It has been exactly 7 weeks since Jim Cramer made an emphatic call that "financials" had hit rock bottom. He made that prognostication on his Mad Money program on Thursday, January 10, 2008.
With February closing on a sour note... and more subprime write-downs causing today's commotion... I thought it would make sense to revisit Cramer's statement. After all, I expressed similar sentiments in a January article where I discussed the Dow Jones Dividend Index Fund (DVY) as a "bottom-for-financials" beneficiary.
On 1/10, the S&P Select Financials SPDR (XLF) closed at 27.4. Yesterday it closed at 26.7 and today, XLF trades around 26 at the time of this writing.
On the surface, then, it would appear Cramer hadn't quite got it right. Yet, we shouldn't be too hasty in the assessment.

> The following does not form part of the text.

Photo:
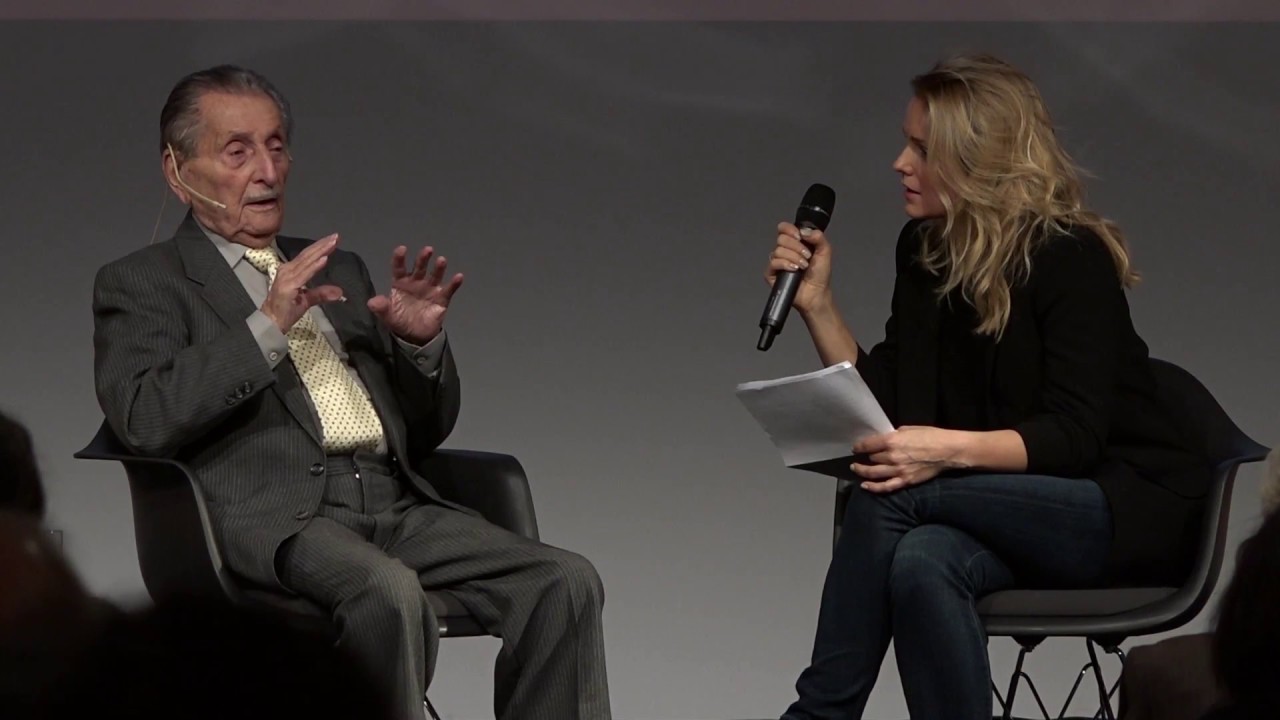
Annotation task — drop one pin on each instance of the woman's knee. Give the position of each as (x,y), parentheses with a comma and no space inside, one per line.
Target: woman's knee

First, the lowest close on XLF since the Cramer call came in at 25.5 on January 18. That suggests that... at least for now... Cramer's call was only 5% from today's close of 25.8. If the closing low from 6 weeks back were to hold up, that would be reasonably impressive.
Second, the XLF has closed as high as 29.7 in the 7-week time frame. That's 8.4% higher than the 1/10 closing price of 27.4. So Cramer's "Buy" is actually priced at the lower end of the range for the sector.
Third, there are other areas of the financial sector that have actually done better since the 1/10 "Cramer Call." The PowerShares Financial Preferred (PGF) is up 3.7% since that time, while the S&P U.S. Preferred Stock Index (PFF) with a 75% financials weighting has garnered 4.7%.
It is not my intention to support or refute Jim Cramer. Instead, I am giving perspective on the accuracy and relative importance of "calls" and "claims."
After all, isn't it important to consider whether or not financial stocks have historic upside potential? How much of the subprime and the write-downs and the potential failures at institutions have been "priced in" by the market already? (After today's AIG-inspired 300 point Dow drubbing... you'd think we have more to price in!)
However, with a forward P/E of 10 for XLF, it's hard to believe a turnaround won't come soon enough. Perhaps it'll come after horrendous Q1 numbers in mid-April. Perhaps it'll come when housing bottoms out.
DVY closed at 62.0 on 1/11. Wednesday, it finished at 62.4, while it figures to close below 60 on Friday's "sell-off".